Super-unattractive picture of the onions being held to the side while I reuse the pan for the steak. Remember, it’s got to be a pan that can go in the oven. If it wasn’t before, it should be now. In fact, start your oven, and set it to 350°F if your oven runs hot, 400°F if it runs a bit cooler/slower.
Butter melting for round 2, in the already used (and uncleaned) onion pan. Don’t clean it–that’s all good flavor in there.
Pat your steak(s) dry–like super dry. Dry meat + hot pan = a good sear (Maillard reaction), which will give you more flavor. If you put salt on it, wait until just before it hits the pan to put it on–the salt will draw moisture out of the meat and make it wet again on the surface, killing that good sear that dry meat gets you.
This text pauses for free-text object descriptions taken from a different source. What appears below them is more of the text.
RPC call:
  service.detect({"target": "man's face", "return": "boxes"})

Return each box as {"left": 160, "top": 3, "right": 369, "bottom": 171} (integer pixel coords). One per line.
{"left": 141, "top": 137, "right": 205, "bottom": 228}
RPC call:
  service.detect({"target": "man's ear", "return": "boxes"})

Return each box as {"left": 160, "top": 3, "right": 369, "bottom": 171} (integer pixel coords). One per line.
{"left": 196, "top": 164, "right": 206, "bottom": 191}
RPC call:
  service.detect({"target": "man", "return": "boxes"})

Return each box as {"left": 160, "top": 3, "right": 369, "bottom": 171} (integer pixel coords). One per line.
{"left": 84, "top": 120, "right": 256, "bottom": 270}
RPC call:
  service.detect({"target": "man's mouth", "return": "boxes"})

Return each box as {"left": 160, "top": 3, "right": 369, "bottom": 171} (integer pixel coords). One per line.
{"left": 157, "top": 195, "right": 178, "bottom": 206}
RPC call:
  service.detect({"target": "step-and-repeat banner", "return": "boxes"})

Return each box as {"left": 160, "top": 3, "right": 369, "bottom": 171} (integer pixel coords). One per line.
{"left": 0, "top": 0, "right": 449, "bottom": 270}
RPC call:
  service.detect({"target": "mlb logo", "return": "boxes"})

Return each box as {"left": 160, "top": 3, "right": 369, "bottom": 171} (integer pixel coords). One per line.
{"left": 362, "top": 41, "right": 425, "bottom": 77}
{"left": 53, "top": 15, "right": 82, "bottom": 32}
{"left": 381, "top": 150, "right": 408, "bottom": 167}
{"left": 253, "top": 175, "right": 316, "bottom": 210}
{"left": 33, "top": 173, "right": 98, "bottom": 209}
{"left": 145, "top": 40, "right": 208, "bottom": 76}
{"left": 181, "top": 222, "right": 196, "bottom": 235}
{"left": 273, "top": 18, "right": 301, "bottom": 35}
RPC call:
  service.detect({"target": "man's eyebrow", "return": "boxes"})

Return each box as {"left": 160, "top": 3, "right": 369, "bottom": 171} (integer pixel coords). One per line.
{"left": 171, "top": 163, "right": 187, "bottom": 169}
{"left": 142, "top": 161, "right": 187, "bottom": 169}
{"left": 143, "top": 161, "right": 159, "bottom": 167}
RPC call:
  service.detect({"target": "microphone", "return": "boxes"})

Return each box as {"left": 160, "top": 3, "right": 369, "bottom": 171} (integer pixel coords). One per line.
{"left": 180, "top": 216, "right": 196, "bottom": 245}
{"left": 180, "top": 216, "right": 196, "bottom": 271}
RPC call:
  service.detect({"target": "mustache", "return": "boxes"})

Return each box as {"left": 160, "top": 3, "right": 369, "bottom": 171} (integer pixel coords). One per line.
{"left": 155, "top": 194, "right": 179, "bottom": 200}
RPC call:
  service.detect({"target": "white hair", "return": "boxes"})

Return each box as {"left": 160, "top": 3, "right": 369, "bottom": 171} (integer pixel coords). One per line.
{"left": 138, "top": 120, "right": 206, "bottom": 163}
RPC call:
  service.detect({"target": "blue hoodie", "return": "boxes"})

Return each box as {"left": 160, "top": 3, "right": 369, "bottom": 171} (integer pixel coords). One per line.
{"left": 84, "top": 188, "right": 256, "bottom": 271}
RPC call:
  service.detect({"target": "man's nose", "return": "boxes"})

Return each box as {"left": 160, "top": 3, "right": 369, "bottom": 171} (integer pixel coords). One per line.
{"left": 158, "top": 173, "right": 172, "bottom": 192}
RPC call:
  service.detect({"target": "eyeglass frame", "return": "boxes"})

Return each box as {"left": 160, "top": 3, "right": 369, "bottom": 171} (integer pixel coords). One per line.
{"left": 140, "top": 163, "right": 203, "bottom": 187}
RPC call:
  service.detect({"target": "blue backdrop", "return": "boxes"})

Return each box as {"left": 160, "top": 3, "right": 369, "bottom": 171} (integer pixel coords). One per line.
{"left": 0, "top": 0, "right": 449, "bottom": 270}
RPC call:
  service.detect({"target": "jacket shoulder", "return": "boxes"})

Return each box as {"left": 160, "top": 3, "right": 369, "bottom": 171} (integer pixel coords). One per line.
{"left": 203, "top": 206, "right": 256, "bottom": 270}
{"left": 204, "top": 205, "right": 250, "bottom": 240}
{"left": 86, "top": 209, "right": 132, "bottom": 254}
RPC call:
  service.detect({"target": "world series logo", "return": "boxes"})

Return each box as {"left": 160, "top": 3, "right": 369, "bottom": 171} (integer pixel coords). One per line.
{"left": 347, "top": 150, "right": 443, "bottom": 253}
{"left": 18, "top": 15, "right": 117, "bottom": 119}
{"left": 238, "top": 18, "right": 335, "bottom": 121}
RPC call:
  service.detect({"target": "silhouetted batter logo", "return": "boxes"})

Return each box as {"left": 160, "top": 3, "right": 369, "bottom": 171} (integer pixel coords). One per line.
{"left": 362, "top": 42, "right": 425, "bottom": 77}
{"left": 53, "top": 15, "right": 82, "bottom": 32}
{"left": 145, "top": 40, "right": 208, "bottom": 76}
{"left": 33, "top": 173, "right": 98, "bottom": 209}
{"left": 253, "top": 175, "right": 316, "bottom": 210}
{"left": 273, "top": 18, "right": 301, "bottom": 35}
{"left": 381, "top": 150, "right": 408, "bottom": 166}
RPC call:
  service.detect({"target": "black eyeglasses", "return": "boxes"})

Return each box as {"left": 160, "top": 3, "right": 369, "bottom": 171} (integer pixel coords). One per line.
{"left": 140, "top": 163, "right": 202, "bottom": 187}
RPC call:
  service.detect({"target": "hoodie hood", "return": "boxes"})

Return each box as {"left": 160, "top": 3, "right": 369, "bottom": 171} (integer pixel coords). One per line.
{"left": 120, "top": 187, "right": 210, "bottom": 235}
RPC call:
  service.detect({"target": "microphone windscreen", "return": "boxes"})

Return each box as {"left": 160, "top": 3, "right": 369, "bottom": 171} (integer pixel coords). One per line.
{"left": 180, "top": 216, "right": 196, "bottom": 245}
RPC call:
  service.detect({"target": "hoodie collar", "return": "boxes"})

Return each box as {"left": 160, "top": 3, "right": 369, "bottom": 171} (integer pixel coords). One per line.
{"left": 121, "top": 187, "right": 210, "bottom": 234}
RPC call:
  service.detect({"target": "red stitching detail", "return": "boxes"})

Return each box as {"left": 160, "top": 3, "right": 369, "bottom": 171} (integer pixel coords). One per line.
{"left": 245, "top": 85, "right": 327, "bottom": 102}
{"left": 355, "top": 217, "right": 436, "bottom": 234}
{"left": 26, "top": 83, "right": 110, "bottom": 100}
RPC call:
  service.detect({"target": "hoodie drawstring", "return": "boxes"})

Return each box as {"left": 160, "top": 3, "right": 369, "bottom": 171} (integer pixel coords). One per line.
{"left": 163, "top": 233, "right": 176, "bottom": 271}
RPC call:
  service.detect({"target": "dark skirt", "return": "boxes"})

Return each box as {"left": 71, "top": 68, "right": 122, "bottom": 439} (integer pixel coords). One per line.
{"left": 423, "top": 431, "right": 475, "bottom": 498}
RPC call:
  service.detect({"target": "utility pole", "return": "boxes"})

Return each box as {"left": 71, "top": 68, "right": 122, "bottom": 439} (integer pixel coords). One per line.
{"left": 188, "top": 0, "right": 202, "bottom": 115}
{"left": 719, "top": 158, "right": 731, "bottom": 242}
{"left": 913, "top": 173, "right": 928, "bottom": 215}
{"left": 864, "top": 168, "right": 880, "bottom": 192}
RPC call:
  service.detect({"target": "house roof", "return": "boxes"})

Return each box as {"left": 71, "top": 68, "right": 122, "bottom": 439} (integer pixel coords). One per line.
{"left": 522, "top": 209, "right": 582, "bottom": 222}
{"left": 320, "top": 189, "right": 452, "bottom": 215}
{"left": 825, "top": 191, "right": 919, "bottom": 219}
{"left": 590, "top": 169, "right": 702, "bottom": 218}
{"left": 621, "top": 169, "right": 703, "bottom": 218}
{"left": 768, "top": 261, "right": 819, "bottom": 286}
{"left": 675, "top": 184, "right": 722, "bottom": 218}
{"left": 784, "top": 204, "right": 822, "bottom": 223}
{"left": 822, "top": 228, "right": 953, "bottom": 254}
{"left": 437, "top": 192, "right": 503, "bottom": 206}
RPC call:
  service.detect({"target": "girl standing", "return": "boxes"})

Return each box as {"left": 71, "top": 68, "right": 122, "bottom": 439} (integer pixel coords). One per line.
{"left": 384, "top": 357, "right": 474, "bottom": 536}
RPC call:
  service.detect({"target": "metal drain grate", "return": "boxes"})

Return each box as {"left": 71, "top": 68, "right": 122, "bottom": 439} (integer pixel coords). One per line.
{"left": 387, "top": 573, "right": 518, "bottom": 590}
If your oven wasn’t on before, turn it on NOW. Again, set it to 350°F if your oven runs hot, 400°F if it runs a bit cooler/slower. Pan on the stove should be medium-high to high–enough to get the butter browning, but don’t scorch it. You have to move a bit quickly here–too long on anything and you’ll miss your marks.
Once your pan is HOT and the butter is starting to really brown, drop your just salted and peppered steak into the pan. If you’re doing more than one, you’ll need multiple pans. When you drop the steak, set a timer for 3 minutes, or just look at a clock. Do NOT touch the steak, however tempting it may be. Let it do its thing.
3 minutes later. Flip the steak, and stick the pan in your preheated oven–steak, butter, and all. Set your timer/clock for 6 minutes for rare, 7-8 minutes for medium, and 10-12 minutes for well-done. Timers/ovens vary, so it’ll take a bit of practice with your oven to get a feel for exactly how long yours takes to get it how you like it. My times here are figures to give you an idea of what it may be.
After 6 minutes in my oven, which will give you about a medium-rare (I have an absurdly hot oven, as a recently-placed oven thermometer has led me to find out)
My husband and I were splitting this particular steak, so I cut it in half before plating. I also wanted to ensure my method had worked–looks pretty good to me.
Final plate with some garlic rice/quinoa blend thing we bought at Costco. It was a mighty delicious Monday night dinner. If you want to avoid smoking up your kitchen and burning the hell out of the outside of your steak, consider using my steak-cooking method outlined above.